Las personas mayores necesitan algo muy concreto: pensiones dignas, sanidad pública, dependencia, residencias con control y cuidados accesibles. No necesitan discursos grandilocuentes. Necesitan seguridad material.
Vox ha defendido en sus programas un modelo mixto de pensiones, con capitalización individual obligatoria junto al sistema de reparto. Medios como Newtral y La Vanguardia han señalado ese giro hacia una privatización parcial del sistema, lejos del modelo público que garantiza solidaridad entre generaciones.

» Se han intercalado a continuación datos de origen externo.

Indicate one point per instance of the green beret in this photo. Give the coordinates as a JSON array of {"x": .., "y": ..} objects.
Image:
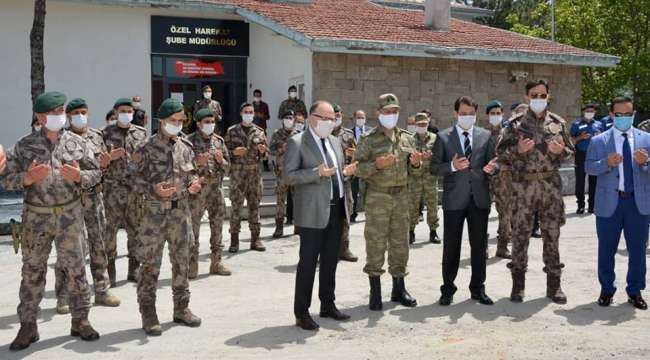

La pregunta es sencilla: ¿qué pasa con quien no pudo ahorrar lo suficiente? ¿Qué pasa con quienes trabajaron en empleos precarios, llegaron tarde al mercado laboral o tuvieron carreras interrumpidas?
La lógica privatizadora siempre promete libertad. Pero para muchas personas mayores significa otra cosa: incertidumbre.
El ejemplo más duro está en las residencias de Madrid durante la pandemia. Más de 7.200 personas mayores murieron sin ser trasladadas a hospitales en la primera ola, y la justicia mantiene abiertas investigaciones sobre los llamados “protocolos de la vergüenza”. La Audiencia de Madrid ha avalado investigar a excargos del Gobierno regional por presunta prevaricación y discriminación en el acceso a servicios públicos.
No se trata de usar a los mayores como arma política. Se trata de recordar que una sociedad se mide en cómo cuida a quienes ya sostuvieron todo antes.
Cuando se recorta en sanidad, dependencia o pensiones, no se recorta una cifra. Se recorta una visita médica. Una ayuda a domicilio. Una plaza residencial. Un medicamento. Una vejez tranquila.
La ultraderecha presume de defender a “la gente común”, pero sus políticas fiscales y sociales suelen favorecer a quienes menos necesitan protección.
Cuidar a quienes nos precedieron no es caridad. Es memoria, justicia y futuro compartido.